In response to:
Mrs. M. and the Masses from the May 12, 1977 issue
To the Editors:
Professor John K. Fairbank (NYR, May 12) pleads with us, as many do nowadays, not to be concerned for human rights in China. “The fact is,” he writes, “that the human rights concept, though enshrined in a self-styled universal declaration, is culture-bound.”
I find Professor Fairbank’s argument faulty on two grounds: 1) his “fact” is open to doubt; 2) the legitimacy of concern for human rights does not depend on the universality, or otherwise, of the concept.
1) Professor Fairbank instructs us that the Chinese (all Chinese?), products as they are of “Buddhism as well as Confucianism,” are somehow basically averse to individual rights. But opinions vary among the experts on this point. Merle Goldman, in her book Literary Dissent in Communist China, tells us about a group of writers who were concerned “with individual rights in the face of an increasing monolithic society.”
We also know that the conformity of current Chinese life, so tremendously impressive to certain scholars in the West, has to be enforced with tremendous violence and cruelty against opposition from the people. Martin King Whyte, in Small Groups and Political Rituals in China, gives us details of the corrective labor camps and their inmates. Richard Walker, in The Human Cost of Communism in China, gives an overview of the terror under which millions have died. Some readers will be tempted to dismiss Professor Walker’s judgments because they have appeared under conservative auspices; but this will be more difficult for Regards froids sur la Chine, edited by Claude Aubert, et al., which is the work of French left-wing intellectuals, and which confirms the totalitarian character of the Maoist regime.

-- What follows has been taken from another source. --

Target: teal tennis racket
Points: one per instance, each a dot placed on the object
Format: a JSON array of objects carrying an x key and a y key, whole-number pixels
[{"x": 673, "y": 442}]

Professor Fairbank may well be right when he talks of the opposition of the elite to notions of human rights: “…a selected elite committed to governing…cannot be expected to embrace a foreign and essentially bourgeois creed of civil liberties.” But what about those Chinese, surely the vast majority, who do not happen to be members of the ruling elite? Those in the labor camps, surely, and those who have lost family members in the purges, can they be presumed to be as enthusiastic about the forced conformity as are certain Western professors?
2) What could Professor Fairbank possibly mean when he asserts that the concept of human rights is “culture-bound” rather than universal? In one sense, at least, human rights cease being universal the moment a human rights issue arises; those who do the denying of such rights cannot, in the nature of these things, agree with those who are being denied. Had the white rulers of South Africa accepted human rights for blacks, no problem of human rights would have arisen in the first place.
Concern for human rights, always and invariably—whether in New York or Nanking—means taking sides against one group of people and for another. Those of us who are concerned always worry about victims and always find ourselves in conflict with those who do the victimizing. To indicate that the Chinese Communist elite thinks of us as “bourgeois” or whatever—or to lecture to us about “Buddhism as well as Confucianism”—does not answer the argument of the forced labor camps and the millions of purge victims.
Werner Cohn
The University of British Columbia
Vancouver, Canada
John K Fairbank replies:
Beat the bearer of bad tidings! It seems like old times. Those who in 1946 foresaw the communist victory in China were later felt to have caused it. My suggestion today that the human rights concept is culture-bound and not native to China, leads Professor Cohn to conclude that I am not concerned about it. “What can I possibly mean?”
I mean that the Chinese cultural tradition differs from the European. It stresses one’s moral duty, and China has a noble list of martyrs who did their Confucian duty to remonstrate with evil rulers. It stresses the collective good, and Buddhism and Confucianism (which are no more nonsensical than Christianity) taught self-control and self-sacrifice as the individual’s highest duty. It does not say much about individual rights, and so the victimized person has little precedent or sanction for protest.
Of course, many modern-minded Chinese, especially Western-trained scholars, writers and artists, have suffered tremendous frustration and often been egregiously victimized in the course of the revolution. Let us help them if we can. But before we see the world as simply a struggle between freedom and totalitarianism in which we bear the universal truth, let us size up the problem realistically: do we back Mr. Carter to inveigh against injustice everywhere, or is “human rights” a more specific operational concept (like “civil liberties”) involving due process of law? The fact is that habeas corpus, presumptive innocence, right of counsel, no self-incrimination, jury trial, and other civil liberties depend on the supremacy of law. But Chinese tradition and practice do not accept the supremacy of law even to the extent that Russia does. The Chinese do things a bit differently, usually with more concern than we have for moral conduct and less for legal rules.
I submit that we have homework to do before we start crusading.